The diagnosis of chronic muscle disease can be difficult. By analyzing several serum enzyme levels, it is possible in many patients to reach a tentative diagnosis without need for muscle biopsy.


 

Patients who should not be analyzed by algorithm:

(1) patients with history of active heart disease

(2) patients with history of recent surgery or trauma

(3) patients with history of concurrent malignancy

(4) patients receiving immunosuppressive therapy.

For these patients, muscle biopsy may be required to reach a diagnosis.

 

Serum enzymes studied:

(1) CK in U/L

(2) CK-MB, as per cent of total CK activity (by agarose gel electropheresis)

(3) aldolase in U/L

(4) AST in U/L

 

ratio of CK-to-AST=

= (CK in U/L) / (AST in U/L)

 

ratio of CK-to-aldolase =

= (CK in U/L) / (aldolase in U/L)

 

Diagnostic Groups based on Flow Diagram

 

normal or neurogenic atrophy

(1) CK, AST and aldolase normal

 

Duchenne's muscular dystrophy

(2) CK > 14,100 U/L and AST > 38 U/L

 

atrophic

(1) CK <= 14,100 U/L or AST < 38 U/L (not Duchenne's)

(2) aldolase <= 3.9, or ratio of CK-to-AST <= 0.7 (not myopathic)

 

polymyositis

(1) CK <= 14,100 U/L or AST < 38 U/L (not Duchenne's)

(2) aldolase > 3.9 and ratio of CK-to-AST > 0.7 (myopathic)

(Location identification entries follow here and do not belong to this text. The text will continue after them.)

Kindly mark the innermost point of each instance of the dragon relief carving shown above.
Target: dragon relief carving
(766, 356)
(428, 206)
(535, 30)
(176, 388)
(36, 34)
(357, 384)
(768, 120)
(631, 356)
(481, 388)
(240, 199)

(3) AST > 50, and CK-to-AST ratio < 40, and CK-MB > 2%

 

myopathy, not otherwise specified (NOS)

(1) CK <= 14,100 U/L or AST < 38 U/L (not Duchenne's)

(2) aldolase > 3.9 and ratio of CK-to-AST > 0.7 (myopathic)

(3) AST <= 50, or CK-to-AST ratio >= 40, or CK-MB <= 2% (not polymyositis)

(4) CK-to-AST ratio <= 44, or CK-to-aldolase ratio <= 124

 

unclassified myopathy

(1) CK <= 14,100 U/L or AST < 38 U/L (not Duchenne's)

(2) aldolase > 3.9 and ratio of CK-to-AST > 0.7 (myopathic)

(3) AST <= 50, or CK-to-AST ratio >= 40, or CK-MB <= 2% (not polymyositis)

(4) CK-to-AST ratio > 44 and CK-to-aldolase ratio > 124

 

Limitations

• The normal reference ranges for the enzymes are not given, although they can be inferred from the tabular data given.

• The results of the algorithm would be affected if different analytical methodologies from those used in the paper were used to determine enzyme activity.